Daí a observação constante do magistério doutrinário (MANOEL GONÇALVES FERREIRA FILHO, “Comentários à Constituição Brasileira de 1988”, vol. 2/219-220, 1992, Saraiva), cuja lição, ao ressaltar essa qualificada competência constitucional do Supremo Tribunal Federal, acentua:

Reponta aqui o papel do Supremo Tribunal Federal como órgão de equilíbrio do sistema federativo. Pertencente embora à estrutura da União, o Supremo tem um caráter nacional que o habilita a decidir, com independência e imparcialidade, as causas e conflitos de que sejam partes, em campos opostos, a União e qualquer dos Estados federados.

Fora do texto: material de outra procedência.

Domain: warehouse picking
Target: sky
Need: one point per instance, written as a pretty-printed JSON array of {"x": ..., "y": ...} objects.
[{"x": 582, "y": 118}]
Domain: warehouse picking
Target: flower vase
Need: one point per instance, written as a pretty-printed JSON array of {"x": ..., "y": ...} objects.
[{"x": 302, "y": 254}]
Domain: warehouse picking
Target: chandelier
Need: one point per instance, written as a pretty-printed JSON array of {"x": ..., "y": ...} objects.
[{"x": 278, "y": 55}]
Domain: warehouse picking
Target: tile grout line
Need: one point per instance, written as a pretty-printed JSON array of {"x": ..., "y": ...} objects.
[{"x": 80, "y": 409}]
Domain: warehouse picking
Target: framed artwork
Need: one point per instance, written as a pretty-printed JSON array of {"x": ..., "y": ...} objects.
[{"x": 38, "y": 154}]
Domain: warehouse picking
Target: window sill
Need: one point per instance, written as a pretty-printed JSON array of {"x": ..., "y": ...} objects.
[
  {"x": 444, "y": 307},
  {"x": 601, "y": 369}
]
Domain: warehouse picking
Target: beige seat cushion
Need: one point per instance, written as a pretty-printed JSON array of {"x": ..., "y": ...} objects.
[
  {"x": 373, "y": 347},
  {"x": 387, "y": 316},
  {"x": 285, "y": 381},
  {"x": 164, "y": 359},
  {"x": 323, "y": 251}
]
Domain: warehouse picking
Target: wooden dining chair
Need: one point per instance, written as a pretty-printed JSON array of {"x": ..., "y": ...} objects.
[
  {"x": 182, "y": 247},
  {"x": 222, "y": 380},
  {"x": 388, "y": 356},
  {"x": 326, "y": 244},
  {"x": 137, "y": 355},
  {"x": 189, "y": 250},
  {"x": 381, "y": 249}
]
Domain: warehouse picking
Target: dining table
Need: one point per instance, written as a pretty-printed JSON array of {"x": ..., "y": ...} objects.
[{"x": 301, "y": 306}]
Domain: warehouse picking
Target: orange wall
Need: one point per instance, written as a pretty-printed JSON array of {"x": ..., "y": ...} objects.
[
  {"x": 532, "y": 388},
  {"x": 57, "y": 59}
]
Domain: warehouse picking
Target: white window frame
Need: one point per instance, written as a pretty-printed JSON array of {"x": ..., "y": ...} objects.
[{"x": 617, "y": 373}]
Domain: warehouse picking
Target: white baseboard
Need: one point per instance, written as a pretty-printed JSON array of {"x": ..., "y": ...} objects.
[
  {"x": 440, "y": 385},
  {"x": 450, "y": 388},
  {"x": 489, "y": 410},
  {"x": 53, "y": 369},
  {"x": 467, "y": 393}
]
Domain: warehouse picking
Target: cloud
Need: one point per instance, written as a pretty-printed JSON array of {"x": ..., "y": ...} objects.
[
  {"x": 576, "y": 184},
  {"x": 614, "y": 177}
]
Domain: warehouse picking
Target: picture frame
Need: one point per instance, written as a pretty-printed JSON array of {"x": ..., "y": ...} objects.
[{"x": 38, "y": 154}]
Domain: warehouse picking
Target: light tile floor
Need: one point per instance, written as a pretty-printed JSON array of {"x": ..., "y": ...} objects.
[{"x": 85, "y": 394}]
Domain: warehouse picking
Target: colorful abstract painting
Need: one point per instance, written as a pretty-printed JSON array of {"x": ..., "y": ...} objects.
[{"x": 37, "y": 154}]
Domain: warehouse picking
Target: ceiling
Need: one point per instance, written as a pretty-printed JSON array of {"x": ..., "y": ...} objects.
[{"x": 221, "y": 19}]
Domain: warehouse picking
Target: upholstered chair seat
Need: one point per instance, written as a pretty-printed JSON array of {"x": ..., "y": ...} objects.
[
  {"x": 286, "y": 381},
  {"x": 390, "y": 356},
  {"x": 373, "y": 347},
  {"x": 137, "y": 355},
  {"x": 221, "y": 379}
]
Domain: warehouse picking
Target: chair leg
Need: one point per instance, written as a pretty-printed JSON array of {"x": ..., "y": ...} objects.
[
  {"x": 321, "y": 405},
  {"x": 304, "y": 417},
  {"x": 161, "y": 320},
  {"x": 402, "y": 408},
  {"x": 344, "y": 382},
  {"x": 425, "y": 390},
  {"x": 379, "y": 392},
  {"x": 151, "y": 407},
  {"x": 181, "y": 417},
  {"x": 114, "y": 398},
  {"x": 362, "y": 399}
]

É por essa razão que o Supremo Tribunal Federal, ao interpretar a norma de competência inscrita no art. 102, I, “f”, da Carta Política, veio a proclamar que “o dispositivo constitucional invocado visa a resguardar o equilíbrio federativo” (RTJ 81/330-331, Rel. Min. XAVIER DE ALBUQUERQUE), cabendo, a esta Corte Suprema, dirimir aquelas controvérsias – como a ora em exame – de que possam derivar situações caracterizadoras de conflito federativo (RTJ 132/109 – RTJ 132/120).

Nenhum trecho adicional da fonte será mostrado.